Ik moet zeggen, hoe ouder ik word, hoe eenvoudiger het leven me lijkt. We lopen de ganse dag tegen onszelf aan, alles om ons heen is spiegel, onze innerlijke gezindheid kaatst steeds op onszelf terug. Als ik iemand tegen kom met een knuppel in de hand, zal hij er ook een zoeken. Als onze pantserwagens en onze mitrailleurs op de Indische soldaten lostrekken moeten ze niet verwachten dat ze hun met de kantinewagen tegemoet komen. Aan die wet die dat altijd beheerst, daar zit al ons leed aan vast en ook al onze kleine en grote vreugden. We moeten het zelf maar weten of we ons een stukje hemel willen scheppen of een stukje hel.
Onze spreekwoorden zijn er vol van, denk maar aan: Wie kwaad doet kwaad ontmoet en Wie een kuil graaft voor een ander valt er zelf in en zo zijn er zo veel.
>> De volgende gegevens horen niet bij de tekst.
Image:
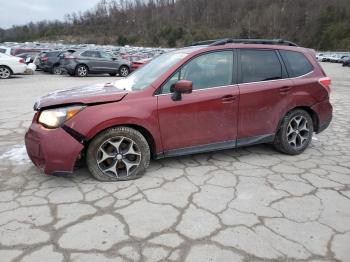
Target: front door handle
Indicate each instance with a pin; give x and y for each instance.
(285, 90)
(228, 98)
En wat is die gedachte toch vaak de ondertoon van Jezus’ gesprekken. Als je daar eenmaal oog voor krijgt dan denk je: wonder, dat ik dat niet eerder begrepen heb.
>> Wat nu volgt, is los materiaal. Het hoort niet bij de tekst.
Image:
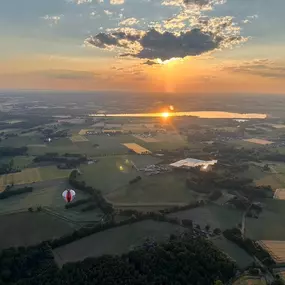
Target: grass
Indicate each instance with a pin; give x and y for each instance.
(30, 175)
(22, 161)
(250, 280)
(46, 194)
(216, 216)
(78, 138)
(136, 148)
(108, 173)
(162, 188)
(270, 225)
(126, 237)
(52, 172)
(24, 229)
(240, 256)
(21, 141)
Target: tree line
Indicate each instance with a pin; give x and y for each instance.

Och, mijn nichtjes, het leven is toch zo rechtvaardig en zo barmhartig. Er moest eens een woord uitgevonden worden waarin die beide woorden tot uitdrukking komen, ze kunnen tot nu toe beter de atoomkracht uitvinden dan een nieuw woord prakkiseren.
Ik moet nog wel eens denken over wat men noemt het natuurschoon. Maar kan de natuur eigenlijk wel lelijk wezen? Ik geloof het niet. Het is maar net wat buiten het alledaagse ligt. Dat frappeert ons, maar de wereld is overal een paradijs, omdat ieder onderdeeltje, plant of dier, volmaakt is. Het is allemaal zo uitgekiend, alle vermogens zijn zo ten volle benut. God heeft in elk deeltje van Zijn Schepping zoveel van Zijn wezen ingestort, als het naar zijn geaardheid met mogelijkheid kan bevatten kan! Daarom moet alles wel schoon zijn en als we dat niet altijd zien dan is dat een bewijs dat het binnen in ons te rumoerig is.
Er wordt nogal eens gezegd: om God te vinden moet je de eenzaamheid zoeken. Alles goed en best, maar als het binnen in je niet rustig is dan heeft het je niets geholpen of je de mensen ging ontlopen. Die ondervinding heb ik tenminste. Soms kwam ik met het zoeken naar de eenzaamheid niets verder en een ander keer, midden in het mensengedoe, heerlijk harmonie met God. Het is maar of we onszelf willen loslaten, overgeven aan Hem. Dan komt, waar je ook bent, die wonderlijke stilte.
Nu nog een gedichtje van Alice Nahon ( ik hou van gedichtjes)
’t Is goed in ’t eigen hart te kijken
Des avonds voor het slapen gaan
Of ik van dageraad tot avond
Geen enkel hart heb zeer gedaan.
Of ik geen ogen heb doen schreien
Geen weemoed op een wezen lei
Of ik aan liefdeloze mensen
Een enkel woord van liefde zei.
En vind ik in het huis mijns harten
Dat ik één droefenis genas
Dat ik mijn armen heb gewonden
Rondom een hoofd dat eenzaam was.
Dan voel ik op mijn jonge lippen
Gods goedheid als een avondzoen.
’t Is goed in ’t eigen hart te kijken
En dan zijn ogen dicht te doen.

Is dat niet een heel mooi gedicht? Een gedicht dat op elke slaapkamer ergens aan de muur moest hangen, zo dat je dat ’s avonds het laatst en ’s morgens het eerste zag.
Ik heb van Hendrik Jan zijn vrouw de schrijfmachine te leen gekregen. Ik mocht hem houden zolang ik leefde, want zij deden er toch niets mee. Hij heeft er niet lang gebruik van kunnen maken, toen was het voor hem tijd om te gaan.
Kinderen, allebei, de hartelijke groeten van ome Johan.